Am Samstag wird er achtzig: Papst Franziskus, der erste Papst aus Lateinamerika. Dort bin ich ihm das erste Mal begegnet. 1997 in Buenos Aires. Damals war Jorge Mario Bergoglio Weihbischof der Hauptstadt von Argentinien. Ich lernte ihn kennen bei Schwestern, die unter den Ärmsten leben. Schon damals war klar: Er hat ein Herz für die Armen.

Es war eine Überraschung: Als er am 13. März 2013 zum Papst gewählt wurde, wählte er den Namen Franziskus. Der heilige Franz von Assisi, sein Namenspatron, steht für die Sorge um die Armen und den Schutz der Schöpfung. Beides ist Papst Franziskus ein großes Anliegen. Bis heute lebt er bescheiden im Gästehaus des Vatikans, mitten unter den anderen.
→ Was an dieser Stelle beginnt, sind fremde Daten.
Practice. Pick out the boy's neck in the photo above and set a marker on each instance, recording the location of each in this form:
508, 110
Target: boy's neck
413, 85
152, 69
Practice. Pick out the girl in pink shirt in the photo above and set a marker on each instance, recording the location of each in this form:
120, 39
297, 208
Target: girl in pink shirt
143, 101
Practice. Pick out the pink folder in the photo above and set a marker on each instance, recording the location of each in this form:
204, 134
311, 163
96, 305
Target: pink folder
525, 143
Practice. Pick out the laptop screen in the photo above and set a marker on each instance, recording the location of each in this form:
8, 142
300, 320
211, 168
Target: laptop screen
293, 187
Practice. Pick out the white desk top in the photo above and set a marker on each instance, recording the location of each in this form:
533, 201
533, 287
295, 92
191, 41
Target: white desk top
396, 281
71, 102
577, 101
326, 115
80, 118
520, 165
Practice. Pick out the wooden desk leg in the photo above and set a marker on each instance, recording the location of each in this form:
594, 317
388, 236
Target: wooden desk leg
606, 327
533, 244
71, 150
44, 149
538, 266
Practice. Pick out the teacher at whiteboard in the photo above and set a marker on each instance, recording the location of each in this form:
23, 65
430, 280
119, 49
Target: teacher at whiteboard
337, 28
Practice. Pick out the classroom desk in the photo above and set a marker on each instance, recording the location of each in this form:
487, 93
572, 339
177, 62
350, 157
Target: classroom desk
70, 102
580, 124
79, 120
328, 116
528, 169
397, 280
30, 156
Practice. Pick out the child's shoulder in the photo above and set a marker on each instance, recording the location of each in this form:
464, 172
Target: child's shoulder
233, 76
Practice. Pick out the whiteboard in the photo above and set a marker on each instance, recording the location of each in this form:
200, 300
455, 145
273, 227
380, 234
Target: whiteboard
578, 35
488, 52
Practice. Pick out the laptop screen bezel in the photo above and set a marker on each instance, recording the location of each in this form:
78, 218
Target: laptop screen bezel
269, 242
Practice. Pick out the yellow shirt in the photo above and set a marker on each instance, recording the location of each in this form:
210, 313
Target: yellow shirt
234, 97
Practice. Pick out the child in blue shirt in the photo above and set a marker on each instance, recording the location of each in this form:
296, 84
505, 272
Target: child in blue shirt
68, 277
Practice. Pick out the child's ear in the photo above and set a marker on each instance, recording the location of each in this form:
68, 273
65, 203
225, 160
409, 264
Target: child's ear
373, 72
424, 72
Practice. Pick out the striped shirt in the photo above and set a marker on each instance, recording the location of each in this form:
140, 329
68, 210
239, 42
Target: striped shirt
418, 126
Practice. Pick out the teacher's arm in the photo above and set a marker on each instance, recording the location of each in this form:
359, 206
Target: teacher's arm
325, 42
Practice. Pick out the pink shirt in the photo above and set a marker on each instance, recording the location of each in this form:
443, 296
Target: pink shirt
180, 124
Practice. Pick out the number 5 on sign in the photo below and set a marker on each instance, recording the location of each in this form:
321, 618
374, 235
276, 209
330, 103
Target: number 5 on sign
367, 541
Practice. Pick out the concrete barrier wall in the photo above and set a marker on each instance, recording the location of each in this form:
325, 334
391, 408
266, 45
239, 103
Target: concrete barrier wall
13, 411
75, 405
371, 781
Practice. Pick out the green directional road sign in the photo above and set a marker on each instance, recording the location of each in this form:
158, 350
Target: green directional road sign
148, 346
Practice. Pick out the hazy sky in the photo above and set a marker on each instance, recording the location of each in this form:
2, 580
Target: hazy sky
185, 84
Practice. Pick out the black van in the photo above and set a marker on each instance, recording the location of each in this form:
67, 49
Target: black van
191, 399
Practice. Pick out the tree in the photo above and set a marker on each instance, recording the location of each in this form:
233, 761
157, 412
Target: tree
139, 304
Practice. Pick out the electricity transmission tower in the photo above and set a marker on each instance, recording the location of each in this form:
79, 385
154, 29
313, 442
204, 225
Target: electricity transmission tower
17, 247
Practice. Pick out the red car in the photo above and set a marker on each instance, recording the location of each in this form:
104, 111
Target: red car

Kein großes Auto, ein einfacher Lebensstil. Nach seiner Wahl setzte er sich zu uns in den Bus und schickte den großen Mercedes weg.

Barmherzigkeit ist sein großes Thema. Nicht richten, sondern helfen. Nicht verurteilen, sondern begleiten. Ich hoffe, Gott schenkt ihm noch viele Jahre. Für die Welt, für uns alle ist er ein Segen!